よか

Summer of 85のよかのネタバレレビュー・内容・結末

Summer of 85(2020年製作の映画)
5.0

このレビューはネタバレを含みます

真夏の海の水面の反射を直視出来ずに薄目で眺めるような、そんな印象の映画。
少年と青春の輝きや鮮やかさ、愛おしさがあり、余りにも眩しくて美しいのに、その美しさが苦しくて直視出来なかった。

まだ何者でもない少年アレックスの心情が、徹底的な一人称視点とフィルムの鮮やかな映像で描かれていた。
神々しいまでに美しいダヴィドと、終始寄り添うアレックスの未熟で可憐な笑顔。美しいはずのスクリーンには終始、不穏な影が潜む。
夢のように美しい青年に溺れたアレックスが彼に己の理想像を期待してしまうのは必然のように思えるし、実際私たちもその感覚に心当たりがあるはず。

美しくも苦々しい恋の果てに突然訪れる死。
全てを受け止めきれず、けど理解しようと必死になるアレックスの葛藤。アレックスの言葉にならない数々の衝動は徹底的な一人称視点の映像が物語り、自分自身の10代の感覚も呼び起こしてくれた。
手記という形で必死に自身と格闘する彼を見て、書くということは何と難しい事なのかと思った。結局こうして言語に表せることなんて思いのうちの数割にも満たなくて、何かを伝えるということの崇高さと儚さが身に染みた。

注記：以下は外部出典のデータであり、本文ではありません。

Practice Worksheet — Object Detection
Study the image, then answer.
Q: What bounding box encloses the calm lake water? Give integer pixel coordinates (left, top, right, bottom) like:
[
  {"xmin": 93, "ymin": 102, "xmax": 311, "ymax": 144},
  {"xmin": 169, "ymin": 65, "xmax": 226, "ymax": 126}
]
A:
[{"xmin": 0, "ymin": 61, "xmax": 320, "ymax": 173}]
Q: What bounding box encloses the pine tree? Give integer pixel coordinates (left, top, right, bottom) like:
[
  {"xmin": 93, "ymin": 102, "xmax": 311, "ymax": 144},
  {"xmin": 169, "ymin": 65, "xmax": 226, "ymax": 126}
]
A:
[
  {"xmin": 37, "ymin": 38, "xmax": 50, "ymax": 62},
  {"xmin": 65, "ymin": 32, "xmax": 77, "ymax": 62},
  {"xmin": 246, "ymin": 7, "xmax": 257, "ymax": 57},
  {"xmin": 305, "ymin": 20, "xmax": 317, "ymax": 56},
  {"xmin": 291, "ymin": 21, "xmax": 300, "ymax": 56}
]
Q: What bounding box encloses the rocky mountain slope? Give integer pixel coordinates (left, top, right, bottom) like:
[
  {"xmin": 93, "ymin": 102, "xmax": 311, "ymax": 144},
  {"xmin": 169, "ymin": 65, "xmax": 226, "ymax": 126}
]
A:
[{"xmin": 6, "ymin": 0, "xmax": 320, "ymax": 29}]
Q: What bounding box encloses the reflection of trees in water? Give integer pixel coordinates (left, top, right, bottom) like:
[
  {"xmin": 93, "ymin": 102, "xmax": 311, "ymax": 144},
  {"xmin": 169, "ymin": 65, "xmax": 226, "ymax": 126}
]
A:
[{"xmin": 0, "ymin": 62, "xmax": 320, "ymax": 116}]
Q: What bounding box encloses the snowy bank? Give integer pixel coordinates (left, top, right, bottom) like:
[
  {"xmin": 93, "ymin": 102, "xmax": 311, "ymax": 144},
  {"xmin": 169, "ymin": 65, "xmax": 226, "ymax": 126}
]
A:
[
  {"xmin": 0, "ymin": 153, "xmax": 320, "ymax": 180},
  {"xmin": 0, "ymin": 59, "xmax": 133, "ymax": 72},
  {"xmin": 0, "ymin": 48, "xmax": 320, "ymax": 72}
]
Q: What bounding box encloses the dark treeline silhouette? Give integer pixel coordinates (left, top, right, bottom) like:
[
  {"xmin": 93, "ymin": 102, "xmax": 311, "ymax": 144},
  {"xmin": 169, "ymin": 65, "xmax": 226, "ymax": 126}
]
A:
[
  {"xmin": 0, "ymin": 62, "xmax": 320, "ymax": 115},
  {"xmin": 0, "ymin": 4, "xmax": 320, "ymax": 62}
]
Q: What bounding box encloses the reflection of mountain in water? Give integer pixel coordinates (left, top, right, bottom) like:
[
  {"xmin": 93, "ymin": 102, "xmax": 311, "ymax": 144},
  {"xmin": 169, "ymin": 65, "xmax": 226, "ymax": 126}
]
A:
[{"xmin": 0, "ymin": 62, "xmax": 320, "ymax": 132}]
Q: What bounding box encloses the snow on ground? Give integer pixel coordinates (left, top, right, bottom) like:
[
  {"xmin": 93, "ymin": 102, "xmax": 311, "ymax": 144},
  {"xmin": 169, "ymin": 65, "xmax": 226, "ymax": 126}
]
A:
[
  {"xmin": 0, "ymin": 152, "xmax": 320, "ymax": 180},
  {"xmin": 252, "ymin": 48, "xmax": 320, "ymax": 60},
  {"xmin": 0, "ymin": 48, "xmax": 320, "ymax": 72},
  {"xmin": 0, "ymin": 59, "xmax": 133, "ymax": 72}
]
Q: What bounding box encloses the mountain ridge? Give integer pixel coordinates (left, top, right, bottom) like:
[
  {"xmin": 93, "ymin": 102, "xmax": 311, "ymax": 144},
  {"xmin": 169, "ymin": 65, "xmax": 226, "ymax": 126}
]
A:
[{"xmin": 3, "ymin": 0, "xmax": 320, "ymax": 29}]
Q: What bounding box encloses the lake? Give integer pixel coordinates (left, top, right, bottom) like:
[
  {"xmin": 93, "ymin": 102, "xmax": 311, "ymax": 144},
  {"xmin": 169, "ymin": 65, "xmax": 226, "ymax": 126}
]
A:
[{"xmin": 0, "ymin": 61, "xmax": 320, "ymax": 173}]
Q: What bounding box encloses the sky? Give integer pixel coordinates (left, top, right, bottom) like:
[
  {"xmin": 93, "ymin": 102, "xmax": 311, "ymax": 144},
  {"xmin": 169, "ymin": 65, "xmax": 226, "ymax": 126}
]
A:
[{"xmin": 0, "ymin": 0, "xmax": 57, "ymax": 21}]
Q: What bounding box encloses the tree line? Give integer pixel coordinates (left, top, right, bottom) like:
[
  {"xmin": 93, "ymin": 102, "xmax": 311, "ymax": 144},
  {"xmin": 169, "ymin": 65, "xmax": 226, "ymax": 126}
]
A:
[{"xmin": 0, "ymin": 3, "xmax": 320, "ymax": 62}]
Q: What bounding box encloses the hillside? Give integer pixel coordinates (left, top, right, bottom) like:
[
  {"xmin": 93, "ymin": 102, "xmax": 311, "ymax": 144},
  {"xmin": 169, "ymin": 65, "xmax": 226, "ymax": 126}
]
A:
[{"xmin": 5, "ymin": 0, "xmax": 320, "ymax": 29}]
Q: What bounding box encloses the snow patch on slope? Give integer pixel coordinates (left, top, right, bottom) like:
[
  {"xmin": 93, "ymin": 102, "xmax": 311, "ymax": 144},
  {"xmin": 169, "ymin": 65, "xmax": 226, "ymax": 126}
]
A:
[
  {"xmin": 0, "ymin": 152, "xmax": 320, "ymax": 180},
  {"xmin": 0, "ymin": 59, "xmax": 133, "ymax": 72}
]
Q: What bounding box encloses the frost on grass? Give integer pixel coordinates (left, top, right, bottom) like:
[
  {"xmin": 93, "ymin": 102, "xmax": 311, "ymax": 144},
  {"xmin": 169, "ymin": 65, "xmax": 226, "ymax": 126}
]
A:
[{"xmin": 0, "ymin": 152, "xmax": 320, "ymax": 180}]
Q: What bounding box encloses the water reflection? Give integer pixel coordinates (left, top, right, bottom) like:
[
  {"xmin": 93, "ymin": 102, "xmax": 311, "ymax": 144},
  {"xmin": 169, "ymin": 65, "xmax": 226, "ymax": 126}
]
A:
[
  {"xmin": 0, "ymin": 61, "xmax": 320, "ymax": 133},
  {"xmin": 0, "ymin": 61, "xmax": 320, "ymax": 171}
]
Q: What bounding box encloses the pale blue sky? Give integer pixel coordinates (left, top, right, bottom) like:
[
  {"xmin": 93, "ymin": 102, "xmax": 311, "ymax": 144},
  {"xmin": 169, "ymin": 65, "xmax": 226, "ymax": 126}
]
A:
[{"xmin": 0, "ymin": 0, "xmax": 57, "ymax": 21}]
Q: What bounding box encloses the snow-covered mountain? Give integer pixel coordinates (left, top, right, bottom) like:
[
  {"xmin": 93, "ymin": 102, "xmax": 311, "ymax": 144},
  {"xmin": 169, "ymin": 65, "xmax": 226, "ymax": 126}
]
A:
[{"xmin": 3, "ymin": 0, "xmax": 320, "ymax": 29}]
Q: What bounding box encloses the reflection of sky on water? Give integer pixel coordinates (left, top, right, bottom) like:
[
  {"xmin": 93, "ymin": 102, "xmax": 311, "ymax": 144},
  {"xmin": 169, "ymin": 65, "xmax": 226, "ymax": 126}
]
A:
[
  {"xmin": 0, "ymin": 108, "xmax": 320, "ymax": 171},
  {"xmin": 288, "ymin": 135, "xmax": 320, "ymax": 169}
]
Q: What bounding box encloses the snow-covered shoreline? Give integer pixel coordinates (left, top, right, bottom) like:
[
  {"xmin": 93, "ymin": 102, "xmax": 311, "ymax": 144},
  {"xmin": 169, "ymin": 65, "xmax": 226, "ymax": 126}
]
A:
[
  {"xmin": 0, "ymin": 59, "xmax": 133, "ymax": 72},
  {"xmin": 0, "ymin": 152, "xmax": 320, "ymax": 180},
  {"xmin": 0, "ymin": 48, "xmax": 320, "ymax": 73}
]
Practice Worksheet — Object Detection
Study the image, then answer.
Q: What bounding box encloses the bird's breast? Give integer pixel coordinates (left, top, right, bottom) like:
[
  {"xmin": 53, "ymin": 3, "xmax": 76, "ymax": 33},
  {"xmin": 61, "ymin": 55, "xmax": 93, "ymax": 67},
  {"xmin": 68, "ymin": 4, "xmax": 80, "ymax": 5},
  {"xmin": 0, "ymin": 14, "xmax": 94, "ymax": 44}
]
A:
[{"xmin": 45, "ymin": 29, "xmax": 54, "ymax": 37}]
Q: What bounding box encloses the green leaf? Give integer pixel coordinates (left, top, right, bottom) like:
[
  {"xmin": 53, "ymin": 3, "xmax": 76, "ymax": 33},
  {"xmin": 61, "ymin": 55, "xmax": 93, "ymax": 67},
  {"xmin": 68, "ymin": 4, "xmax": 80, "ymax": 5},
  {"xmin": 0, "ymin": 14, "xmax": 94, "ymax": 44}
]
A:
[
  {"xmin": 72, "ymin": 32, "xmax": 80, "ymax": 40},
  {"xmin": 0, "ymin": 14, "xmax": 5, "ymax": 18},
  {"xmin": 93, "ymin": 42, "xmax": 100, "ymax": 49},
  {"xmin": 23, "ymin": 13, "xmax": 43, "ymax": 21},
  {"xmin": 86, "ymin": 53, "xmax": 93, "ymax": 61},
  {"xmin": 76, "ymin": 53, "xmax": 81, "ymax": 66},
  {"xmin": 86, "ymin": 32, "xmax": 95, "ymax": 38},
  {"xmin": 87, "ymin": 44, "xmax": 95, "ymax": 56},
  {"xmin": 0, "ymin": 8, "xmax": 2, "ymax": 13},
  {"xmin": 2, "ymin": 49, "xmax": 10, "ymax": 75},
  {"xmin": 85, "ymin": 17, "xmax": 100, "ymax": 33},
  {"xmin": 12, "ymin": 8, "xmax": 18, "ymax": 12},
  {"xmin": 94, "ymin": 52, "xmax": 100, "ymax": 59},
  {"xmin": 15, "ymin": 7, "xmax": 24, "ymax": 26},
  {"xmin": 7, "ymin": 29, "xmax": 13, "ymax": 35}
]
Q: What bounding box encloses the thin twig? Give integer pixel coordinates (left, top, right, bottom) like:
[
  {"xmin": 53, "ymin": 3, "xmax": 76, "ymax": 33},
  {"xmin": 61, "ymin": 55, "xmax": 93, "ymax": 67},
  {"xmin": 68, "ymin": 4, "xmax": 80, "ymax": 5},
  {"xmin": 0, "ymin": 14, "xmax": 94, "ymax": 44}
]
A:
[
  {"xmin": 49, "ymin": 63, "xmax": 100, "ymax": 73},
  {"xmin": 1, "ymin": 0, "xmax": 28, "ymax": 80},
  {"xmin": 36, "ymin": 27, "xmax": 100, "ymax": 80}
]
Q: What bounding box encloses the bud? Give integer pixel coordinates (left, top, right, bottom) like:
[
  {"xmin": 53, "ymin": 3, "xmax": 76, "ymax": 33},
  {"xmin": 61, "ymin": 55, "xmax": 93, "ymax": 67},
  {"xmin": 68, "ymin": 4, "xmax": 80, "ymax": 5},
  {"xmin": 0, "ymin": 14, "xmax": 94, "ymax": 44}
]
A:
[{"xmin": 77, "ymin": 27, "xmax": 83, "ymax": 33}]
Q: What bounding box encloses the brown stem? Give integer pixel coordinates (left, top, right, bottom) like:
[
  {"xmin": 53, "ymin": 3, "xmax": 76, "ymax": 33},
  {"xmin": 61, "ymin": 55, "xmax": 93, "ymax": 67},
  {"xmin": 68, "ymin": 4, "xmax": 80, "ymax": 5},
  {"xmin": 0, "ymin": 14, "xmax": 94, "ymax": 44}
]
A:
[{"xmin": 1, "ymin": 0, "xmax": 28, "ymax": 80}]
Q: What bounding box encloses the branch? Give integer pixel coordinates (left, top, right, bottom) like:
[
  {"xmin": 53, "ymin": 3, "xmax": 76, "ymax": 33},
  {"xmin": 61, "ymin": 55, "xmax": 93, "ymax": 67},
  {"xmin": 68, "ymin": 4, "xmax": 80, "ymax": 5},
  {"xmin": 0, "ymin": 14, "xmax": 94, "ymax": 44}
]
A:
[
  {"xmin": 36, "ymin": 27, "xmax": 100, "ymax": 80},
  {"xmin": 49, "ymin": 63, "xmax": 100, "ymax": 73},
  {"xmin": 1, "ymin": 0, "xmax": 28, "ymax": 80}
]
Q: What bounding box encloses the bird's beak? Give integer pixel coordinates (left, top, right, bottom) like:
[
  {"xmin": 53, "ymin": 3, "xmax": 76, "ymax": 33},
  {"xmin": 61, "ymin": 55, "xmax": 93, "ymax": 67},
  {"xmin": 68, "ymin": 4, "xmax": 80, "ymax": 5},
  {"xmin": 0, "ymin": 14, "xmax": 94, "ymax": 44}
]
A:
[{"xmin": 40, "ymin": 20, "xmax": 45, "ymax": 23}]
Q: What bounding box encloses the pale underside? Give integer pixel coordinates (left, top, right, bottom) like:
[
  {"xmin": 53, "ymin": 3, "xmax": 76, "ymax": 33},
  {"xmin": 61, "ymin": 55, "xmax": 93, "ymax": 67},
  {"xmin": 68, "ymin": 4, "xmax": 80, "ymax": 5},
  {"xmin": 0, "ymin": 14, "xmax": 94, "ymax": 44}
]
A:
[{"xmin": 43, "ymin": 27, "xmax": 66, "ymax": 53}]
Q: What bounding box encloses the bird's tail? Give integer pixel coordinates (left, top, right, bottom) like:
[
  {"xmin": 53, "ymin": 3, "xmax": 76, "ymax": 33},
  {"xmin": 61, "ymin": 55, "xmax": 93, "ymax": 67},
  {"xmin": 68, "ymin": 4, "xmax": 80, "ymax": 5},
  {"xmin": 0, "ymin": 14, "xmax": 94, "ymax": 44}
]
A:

語られていることは全てではなくて、ダヴィドの感情や行動の動機、死についての真実が明かされることもなく、約束の意味すら分からずじまい。結局ただ彼らがそこに在ったことが紛れもない事実であり、彼らの過ごした6週間の夏も、意味も分からず交わした約束も、変わりようがなくただ存在していた。それだけが真実なんだなと思った。
どれだけ美しかろうと、過ぎ去った過去に何かを求めるのではなく、過去は過去として先に進むしかないのだと、優しく諭されたような気がして涙が出た。

運命を、自分をどこかに連れ出してくれる人を、人生の答えを恋愛に求める未熟さ。
そんな人間はどこにもおらず、結局のところ人は孤独であるので、自分は自分になるしかないのだということ。
他人に何かを求めるのではなく、揺るぎない自己を確立することが愛であるというあまりに苦々しい事実が胸に痛い。
成長は痛みの伴う諦めの連続であるなと感じたし、慣れたはずのその痛みが美しい映像によってあまりに鮮明に蘇るものだから、やっぱり涙が止まらないのでした。